Review: ‘The House of Yes’ at Custom Made Theatre (***1/2)

by Charles Kruger

This reviewer is a voting member of the San Francisco Bay Area Theatre Critics Circle (SFBATCC)

Stuart Bousel has identified “The House of Yes” as being on his bucket list of shows to direct before retiring. Be glad of that, because he makes this eccentrically funny one-act (75 minutes long) run like a well-oiled laugh machine. Eccentric? Well, it involves incest, a mother who proudly announces that she has no clue who fathered her three children (possibly her deceased husband), numerous dead Kennedy jokes, and extreme sibling rivalry involving gun shots and seductions. That’ll do for a start. When one of the children brings home his unsuspecting fiance for a surprise introduction on Thanksgiving in the midst of a hurricane, comic hell breaks loose. You will either laugh till you cry or be very offended, quite possibly both.

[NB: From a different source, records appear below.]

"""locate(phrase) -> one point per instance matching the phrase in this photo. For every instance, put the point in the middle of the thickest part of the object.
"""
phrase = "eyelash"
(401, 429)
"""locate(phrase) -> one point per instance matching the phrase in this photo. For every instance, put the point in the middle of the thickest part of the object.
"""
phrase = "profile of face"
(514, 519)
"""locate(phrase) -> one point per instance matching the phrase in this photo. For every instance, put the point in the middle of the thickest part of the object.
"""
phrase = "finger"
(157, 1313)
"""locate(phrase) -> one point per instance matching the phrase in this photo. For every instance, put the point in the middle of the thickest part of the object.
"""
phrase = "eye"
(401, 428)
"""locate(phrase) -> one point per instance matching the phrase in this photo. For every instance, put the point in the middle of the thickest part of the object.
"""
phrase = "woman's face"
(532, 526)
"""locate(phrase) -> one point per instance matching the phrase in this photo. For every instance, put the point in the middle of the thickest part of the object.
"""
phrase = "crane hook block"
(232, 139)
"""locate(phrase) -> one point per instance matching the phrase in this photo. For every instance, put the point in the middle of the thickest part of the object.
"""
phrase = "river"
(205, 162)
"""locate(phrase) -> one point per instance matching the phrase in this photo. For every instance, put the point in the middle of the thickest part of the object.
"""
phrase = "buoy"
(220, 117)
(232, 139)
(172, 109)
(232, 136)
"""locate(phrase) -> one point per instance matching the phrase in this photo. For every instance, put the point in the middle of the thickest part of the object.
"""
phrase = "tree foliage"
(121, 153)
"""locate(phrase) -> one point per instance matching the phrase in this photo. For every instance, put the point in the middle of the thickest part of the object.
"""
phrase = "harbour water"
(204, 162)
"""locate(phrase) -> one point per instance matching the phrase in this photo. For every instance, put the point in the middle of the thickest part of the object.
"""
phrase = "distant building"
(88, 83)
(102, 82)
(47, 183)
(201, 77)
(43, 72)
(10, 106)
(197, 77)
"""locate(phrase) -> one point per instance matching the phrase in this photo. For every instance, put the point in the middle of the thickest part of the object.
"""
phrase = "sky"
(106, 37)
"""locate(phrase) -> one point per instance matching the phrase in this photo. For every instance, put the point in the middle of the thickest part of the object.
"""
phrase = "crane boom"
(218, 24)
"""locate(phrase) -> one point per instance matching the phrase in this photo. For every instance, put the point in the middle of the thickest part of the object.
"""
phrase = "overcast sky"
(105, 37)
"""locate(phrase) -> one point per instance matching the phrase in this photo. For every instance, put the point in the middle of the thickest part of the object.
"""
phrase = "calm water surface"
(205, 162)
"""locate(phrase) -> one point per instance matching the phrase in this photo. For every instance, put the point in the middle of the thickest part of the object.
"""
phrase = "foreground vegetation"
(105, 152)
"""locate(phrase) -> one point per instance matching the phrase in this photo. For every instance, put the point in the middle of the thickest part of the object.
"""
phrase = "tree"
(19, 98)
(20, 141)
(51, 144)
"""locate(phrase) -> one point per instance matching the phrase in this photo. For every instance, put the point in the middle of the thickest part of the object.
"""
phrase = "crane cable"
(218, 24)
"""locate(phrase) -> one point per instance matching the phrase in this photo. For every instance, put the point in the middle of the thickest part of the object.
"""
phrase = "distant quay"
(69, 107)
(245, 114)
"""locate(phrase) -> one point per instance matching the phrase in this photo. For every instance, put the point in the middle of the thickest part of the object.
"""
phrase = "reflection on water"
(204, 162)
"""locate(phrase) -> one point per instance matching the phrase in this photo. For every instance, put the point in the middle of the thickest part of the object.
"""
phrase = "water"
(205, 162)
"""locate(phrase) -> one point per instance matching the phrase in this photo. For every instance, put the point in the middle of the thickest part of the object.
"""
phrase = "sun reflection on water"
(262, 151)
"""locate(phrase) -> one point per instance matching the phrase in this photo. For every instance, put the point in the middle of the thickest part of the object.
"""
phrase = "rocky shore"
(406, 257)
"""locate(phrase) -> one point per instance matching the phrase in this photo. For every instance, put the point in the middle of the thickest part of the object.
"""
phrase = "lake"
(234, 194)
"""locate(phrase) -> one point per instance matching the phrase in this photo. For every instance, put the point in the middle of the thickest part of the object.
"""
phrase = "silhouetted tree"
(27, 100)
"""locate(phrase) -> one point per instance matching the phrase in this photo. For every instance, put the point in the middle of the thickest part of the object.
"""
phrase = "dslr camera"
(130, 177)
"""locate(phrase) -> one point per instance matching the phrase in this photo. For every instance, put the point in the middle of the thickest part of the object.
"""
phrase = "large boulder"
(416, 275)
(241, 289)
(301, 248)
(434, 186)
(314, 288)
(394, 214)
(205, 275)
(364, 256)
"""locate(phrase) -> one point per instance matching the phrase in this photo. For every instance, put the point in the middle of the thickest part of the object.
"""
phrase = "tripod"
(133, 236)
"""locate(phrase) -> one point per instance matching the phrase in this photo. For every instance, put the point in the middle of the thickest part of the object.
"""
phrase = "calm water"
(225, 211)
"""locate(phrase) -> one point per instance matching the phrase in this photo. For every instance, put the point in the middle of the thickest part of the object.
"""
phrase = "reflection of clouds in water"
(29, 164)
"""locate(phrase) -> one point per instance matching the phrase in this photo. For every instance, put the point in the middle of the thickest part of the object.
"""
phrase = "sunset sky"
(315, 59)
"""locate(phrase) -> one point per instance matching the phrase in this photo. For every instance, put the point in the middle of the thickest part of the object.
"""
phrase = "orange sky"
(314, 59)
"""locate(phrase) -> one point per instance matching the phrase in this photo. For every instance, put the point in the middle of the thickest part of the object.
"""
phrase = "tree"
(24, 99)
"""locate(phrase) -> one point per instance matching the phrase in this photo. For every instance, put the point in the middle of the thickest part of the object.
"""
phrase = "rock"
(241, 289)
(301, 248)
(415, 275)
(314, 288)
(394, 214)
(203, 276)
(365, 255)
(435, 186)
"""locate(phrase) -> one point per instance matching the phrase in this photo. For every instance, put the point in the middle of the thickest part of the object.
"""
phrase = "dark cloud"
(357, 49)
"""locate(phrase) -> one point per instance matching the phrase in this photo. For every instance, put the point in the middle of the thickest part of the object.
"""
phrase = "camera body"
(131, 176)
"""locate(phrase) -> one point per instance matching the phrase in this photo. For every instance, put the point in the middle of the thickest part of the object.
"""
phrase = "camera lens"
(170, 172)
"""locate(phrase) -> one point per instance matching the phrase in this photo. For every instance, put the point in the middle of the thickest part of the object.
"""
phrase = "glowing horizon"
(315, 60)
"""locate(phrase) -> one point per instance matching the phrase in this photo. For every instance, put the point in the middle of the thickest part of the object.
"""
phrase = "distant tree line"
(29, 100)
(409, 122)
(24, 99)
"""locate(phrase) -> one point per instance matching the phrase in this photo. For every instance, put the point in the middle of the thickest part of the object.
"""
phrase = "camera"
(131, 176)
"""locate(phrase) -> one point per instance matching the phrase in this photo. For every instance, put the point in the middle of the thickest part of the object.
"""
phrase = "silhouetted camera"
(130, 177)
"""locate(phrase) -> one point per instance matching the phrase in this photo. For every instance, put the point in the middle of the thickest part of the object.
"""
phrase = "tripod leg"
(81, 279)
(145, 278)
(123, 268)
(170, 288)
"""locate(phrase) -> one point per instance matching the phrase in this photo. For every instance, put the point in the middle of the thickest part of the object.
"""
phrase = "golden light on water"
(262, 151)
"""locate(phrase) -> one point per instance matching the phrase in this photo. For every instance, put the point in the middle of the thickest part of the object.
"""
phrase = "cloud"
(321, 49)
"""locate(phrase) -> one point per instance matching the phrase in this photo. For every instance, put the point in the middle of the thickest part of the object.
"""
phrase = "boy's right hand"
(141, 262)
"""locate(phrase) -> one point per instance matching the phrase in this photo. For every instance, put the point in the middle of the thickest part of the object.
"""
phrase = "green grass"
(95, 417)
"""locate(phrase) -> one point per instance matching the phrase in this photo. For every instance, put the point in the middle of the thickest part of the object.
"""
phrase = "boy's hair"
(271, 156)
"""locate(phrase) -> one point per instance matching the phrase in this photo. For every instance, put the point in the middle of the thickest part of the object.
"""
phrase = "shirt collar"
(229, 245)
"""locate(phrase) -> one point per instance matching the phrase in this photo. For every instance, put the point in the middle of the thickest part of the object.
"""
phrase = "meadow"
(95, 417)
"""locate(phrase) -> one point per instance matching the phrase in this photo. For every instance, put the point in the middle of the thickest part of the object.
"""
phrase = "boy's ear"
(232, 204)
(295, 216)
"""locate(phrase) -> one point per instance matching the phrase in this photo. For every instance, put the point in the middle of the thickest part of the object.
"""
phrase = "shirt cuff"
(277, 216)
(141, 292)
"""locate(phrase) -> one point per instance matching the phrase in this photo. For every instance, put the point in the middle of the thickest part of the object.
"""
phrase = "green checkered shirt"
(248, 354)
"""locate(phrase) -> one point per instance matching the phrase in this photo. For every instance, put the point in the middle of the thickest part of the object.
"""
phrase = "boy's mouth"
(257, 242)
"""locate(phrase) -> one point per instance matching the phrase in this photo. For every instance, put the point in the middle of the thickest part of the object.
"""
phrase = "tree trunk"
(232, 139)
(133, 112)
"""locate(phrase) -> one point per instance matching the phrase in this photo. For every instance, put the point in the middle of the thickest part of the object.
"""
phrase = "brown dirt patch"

The puzzling title refers to the privileged householders, a thoroughly upper class Washington power family, the Pascals, who live in a world where they are so coddled that they never hear “no” to anything. This mad freedom of indulgence has driven the daughter of the house quite mad. Her behavior has been unacceptably bizarre, consisting of weird temper tantrums when anything fails to go her way, and the occasional suicide attempts which have landed her in mental hospitals specializing in neuroses of the very rich. This Thanksgiving she is home in the bosom of her demented family, and Mom is determined to see that everything goes well. But there is a fly in the ointment: her twin brother is coming for Thanksgiving (good!) but is bringing “a friend” (possibly very, very bad!). Any  outsider entering into this fickle family menagerie is likely to make some disturbing discoveries.

Some readers, perhaps, will recognize similarities with Peter Barnes’s 1968 play, “The Ruling Class.” That piece also explores the privileged over indulgence of society’s most extreme uppity ups and how any sensitive souls “to the manor born” can be driven mad.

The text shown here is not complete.